Traditional Culture Encyclopedia - Traditional stories - What is the process of data preprocessing?
What is the process of data preprocessing?
Remove unique attributes
The unique attributes are usually some id attributes, which cannot describe the distribution law of the sample itself. Simply delete these attributes.
Handling missing values
There are three ways to deal with missing values: directly using the features of missing values; Delete the features with missing values (this method is effective when the attributes with missing values contain a large number of missing values but only a few valid values); Missing value completion.
Common missing value completion methods: mean interpolation, homogeneous mean interpolation, modeling and prediction, high-dimensional mapping, multiple interpolation, maximum likelihood estimation, compressive sensing and matrix completion.
(1) average interpolation
If the distance of the sample attribute is measurable, the missing value is interpolated by the average value of the effective value of the attribute;
If the distance of is unmeasurable, the missing value is interpolated using the pattern of the effective value of the attribute. If pattern interpolation is used, what is the effect of data tilt?
(2) Similar mean interpolation
Firstly, the samples are classified, and then the missing values are interpolated by the average value of such samples.
(3) Modeling and forecasting
Taking the missing attribute as the prediction target, the dataset is divided into two categories according to whether it contains the missing value of a specific attribute, and the missing value of the dataset to be predicted is predicted by using the existing machine learning algorithm.
The fundamental defect of this method is that if other attributes have nothing to do with the missing attributes, then the prediction result is meaningless; However, if the prediction result is quite accurate, it means that this missing attribute is not necessary to be included in the data set; Generally speaking, it is somewhere in between.
(4) High dimensional mapping
Attribute mapping to high-dimensional space, using one-key coding technology. Attribute values including k discrete value ranges are extended to K+ 1 attribute values. If the attribute value is missing, the extended K+ 1 attribute value will be set to 1.
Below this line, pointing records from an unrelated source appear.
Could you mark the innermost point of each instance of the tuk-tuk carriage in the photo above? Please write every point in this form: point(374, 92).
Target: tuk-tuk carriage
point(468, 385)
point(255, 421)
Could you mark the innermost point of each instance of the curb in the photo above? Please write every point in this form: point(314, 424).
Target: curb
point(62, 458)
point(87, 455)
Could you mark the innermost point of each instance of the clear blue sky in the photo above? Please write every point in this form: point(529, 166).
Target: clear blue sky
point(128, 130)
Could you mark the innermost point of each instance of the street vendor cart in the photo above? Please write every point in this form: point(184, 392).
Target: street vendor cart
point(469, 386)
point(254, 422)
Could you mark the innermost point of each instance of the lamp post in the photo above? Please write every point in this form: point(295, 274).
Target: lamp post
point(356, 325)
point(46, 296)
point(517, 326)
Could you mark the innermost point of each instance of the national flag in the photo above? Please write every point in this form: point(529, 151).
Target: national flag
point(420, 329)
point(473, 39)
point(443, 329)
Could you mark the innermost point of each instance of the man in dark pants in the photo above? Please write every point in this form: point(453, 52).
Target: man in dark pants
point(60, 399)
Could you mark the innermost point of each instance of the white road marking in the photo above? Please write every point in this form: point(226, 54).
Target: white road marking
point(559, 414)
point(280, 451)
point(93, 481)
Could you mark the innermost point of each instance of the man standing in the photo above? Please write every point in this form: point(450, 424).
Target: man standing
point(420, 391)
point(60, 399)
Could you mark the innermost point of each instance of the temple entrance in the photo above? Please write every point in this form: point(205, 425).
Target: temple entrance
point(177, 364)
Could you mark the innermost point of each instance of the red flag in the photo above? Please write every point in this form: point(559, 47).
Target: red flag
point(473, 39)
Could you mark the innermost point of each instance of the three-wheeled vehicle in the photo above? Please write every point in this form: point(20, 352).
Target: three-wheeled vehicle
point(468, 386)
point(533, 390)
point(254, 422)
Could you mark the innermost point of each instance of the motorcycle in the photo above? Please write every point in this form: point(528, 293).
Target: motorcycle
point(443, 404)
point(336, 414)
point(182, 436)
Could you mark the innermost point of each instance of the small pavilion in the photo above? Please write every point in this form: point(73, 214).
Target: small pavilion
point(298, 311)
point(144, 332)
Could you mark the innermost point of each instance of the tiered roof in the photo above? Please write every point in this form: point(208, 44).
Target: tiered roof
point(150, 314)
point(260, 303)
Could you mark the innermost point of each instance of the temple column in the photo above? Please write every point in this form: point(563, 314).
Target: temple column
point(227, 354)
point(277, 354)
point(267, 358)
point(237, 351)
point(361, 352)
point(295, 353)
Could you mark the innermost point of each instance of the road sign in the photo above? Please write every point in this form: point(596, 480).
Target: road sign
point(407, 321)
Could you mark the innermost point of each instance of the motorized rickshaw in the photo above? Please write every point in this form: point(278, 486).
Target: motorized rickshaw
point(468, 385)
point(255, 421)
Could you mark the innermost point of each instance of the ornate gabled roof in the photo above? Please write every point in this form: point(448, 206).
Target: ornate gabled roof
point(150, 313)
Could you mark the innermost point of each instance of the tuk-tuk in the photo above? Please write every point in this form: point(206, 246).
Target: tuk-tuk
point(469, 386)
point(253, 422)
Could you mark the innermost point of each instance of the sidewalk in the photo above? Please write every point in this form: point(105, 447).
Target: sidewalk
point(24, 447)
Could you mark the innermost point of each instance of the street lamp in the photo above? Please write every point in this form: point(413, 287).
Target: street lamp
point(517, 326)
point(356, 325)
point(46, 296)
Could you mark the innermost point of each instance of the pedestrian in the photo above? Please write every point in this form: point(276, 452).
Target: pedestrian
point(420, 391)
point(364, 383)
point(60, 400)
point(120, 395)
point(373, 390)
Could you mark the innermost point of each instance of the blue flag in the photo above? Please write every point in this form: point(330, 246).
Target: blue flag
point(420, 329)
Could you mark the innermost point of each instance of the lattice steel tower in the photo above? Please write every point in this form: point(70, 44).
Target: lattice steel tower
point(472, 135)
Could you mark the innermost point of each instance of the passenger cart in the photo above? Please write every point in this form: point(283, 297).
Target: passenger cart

This method is the most accurate method. It keeps all the information without adding any extra information. If all variables are treated in this way during preprocessing, the dimension of data will increase greatly. The advantage of this is that all the information of the original data is completely retained, regardless of missing values; The disadvantage is that the amount of calculation is greatly improved, and the effect is only good when the sample size is large.
(5) Multiple interpolation
Multiple interpolation thinks that the values to be interpolated are random. In practical operation, it is usually necessary to estimate the values to be interpolated and add different noises to form multiple sets of optional interpolation values. According to some selection criteria, choose the most suitable interpolation.
(6) Compression sensing and matrix completion.
(7) Manual interpolation
Interpolation processing only uses our subjective estimate to supplement the unknown value, which may not be completely in line with the objective facts. In many cases, according to the understanding of the domain, manual interpolation of missing values is better.
- Related articles
- How many types of flowers are there
- Types of flutes
- What are the five elements of a company name?
- Which kind of green tea smells best and tastes best?
- What is the symbolic meaning of the national flag of China?
- Dunhuang Tian Fei handwritten newspaper
- Do the new era of good youth essay
- How to deal with the drum washing machine without drainage
- The Essence and Core of Socialist Democratic Politics
- What are the parameters of Apple's original charger?